Rooting for a team to win is, unsurprisingly, an American contribution to the lexicon. It appeared at the close of the 19th century, and is believed to be derived from the word "rout”, which I guess you sports junkies are clamoring for as long it’s “your” team, however the fuck you make that decision.
There are costs to rampant sports addiction and proliferation; you have to have had one helluva day at the racetrack or hit it big on a scratch-off to afford many sports events live. Stadium prices from everything to tickets to concessions have exploded exponentially. Most of you will have to take the nosebleediest seats instead and stream ESPN or the myriad networks that have rights to your preferred sport that will also pick your pocket. Only the well- off get a box seat. As a music fan, I have had to watch the same gouging dynamics at the box office and the venues. In a good deal of mid- size to large venues, once you are inside, consider yourself fucked if you want a drink or a lousy pretzel. Thankfully, there are still small venues where you can see great bands, even legends for a relative pittance. For example, I just saw Jon Spencer play at Atlanta’s Wild Heaven Brewery (great beer, and the taqueria in there is out of this world) for under $35; those who know how important Jon’s work was to noise rock and pigfuck get what a bargain that was to be close enough to Jon that I might actually have been able to take a whiff of his pant leg, baby.
Community exploitation is key to filthy rich team owners. The Chiefs recently got billions in public money to build their new stadium, nearly two-thirds its cost. The Commanders also got a sweetheart deal in DC, where the city coughed up 1.1 billion to get its new stadium erected. And they will live rent- free there for 30 years. The transportation system is inadequate to convey the fans, and it needs 8,000 parking spaces.

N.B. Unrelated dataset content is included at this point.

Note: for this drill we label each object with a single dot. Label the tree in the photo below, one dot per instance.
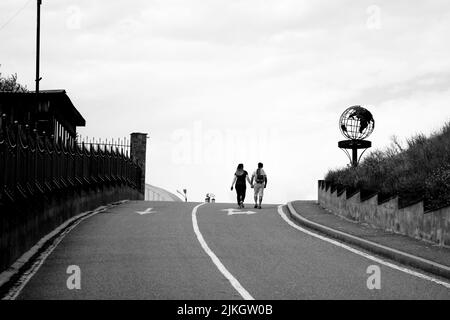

The calculation of the politicians is that perhaps they can go into the black with sales taxes and create jobs, for example. But there is yet another hidden cost to stadiums; it sometimes disrupts and displaces lower income households, triggering gentrification. What indeed could some of these metros do for their citizen’s spaces with the billions they shovel out for monolithic fucking football stadiums? It’s lazy city planning.
Patronizing toxic enterprises is something we all do. I still haven’t quite figured out how to get out of the Amazon finger trap, for example. But make no mistake, sports is not an innocent enterprise. And the way it infiltrates itself into every fucking conversation you have should alarm you a little. The addiction to it may be real.